Additional documentation requirements apply to: 1) a diabetic patient who is not insulin-treated (KS
modifier present) and whose prescribed frequency of testing is more often than once per day, or 2) a
diabetic patient who is insulin-treated (KX modifier present) and whose prescribed frequency of testing is
more often than three times per day. When refills for quantities of supplies that exceed the utilization
guidelines are dispensed, the documentation as described in criteria (d)-(f) in the Indications and
Limitations of Coverage and/or Medical Necessity section must be available upon request.

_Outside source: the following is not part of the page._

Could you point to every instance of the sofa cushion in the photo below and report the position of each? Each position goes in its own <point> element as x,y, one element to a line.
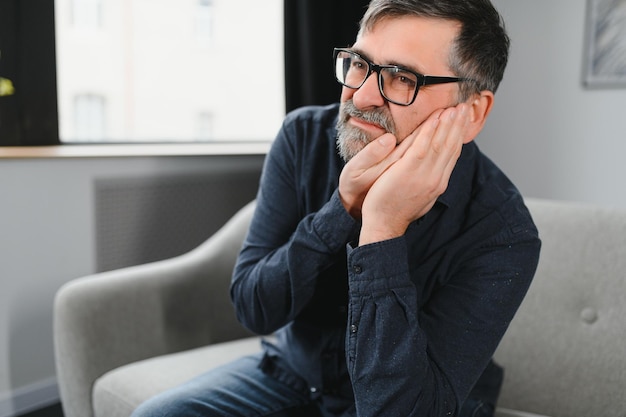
<point>118,392</point>
<point>505,412</point>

The medical necessity for E2100 or E2101 in a patient with impaired visual acuity must be documented
by a narrative statement from the physician that must include the patient's specific numerical visual
acuity (e.g., 20/400) and that this result represents "best corrected" vision. This information does not
have to be sent in with the claim but must be substantiated in the patient’s medical record and available
upon request.
Similarly, claims for E2101 for patients with impaired manual dexterity must be documented by a
narrative statement from the physician that includes an explanation of the patient's medical condition
necessitating the monitor with special features. This information does not have to be sent in with the
claim, but must be available request.
Suppliers are not prohibited from creating data collection forms in order to gather medical necessity
information; however, the DME MAC or DME PSC will not rely solely on those forms to prove the medical
necessity of services provided. Suppliers must not attribute any self-generated forms or data collection
requests to the Medicare Program, CMS, or the DME MAC or DME PSC. Physicians are not required to fill
out additional forms from suppliers or to provide additional forms to suppliers or to provide additional
information to suppliers unless specifically requested by the supplier per the DME MAC or DME PSC.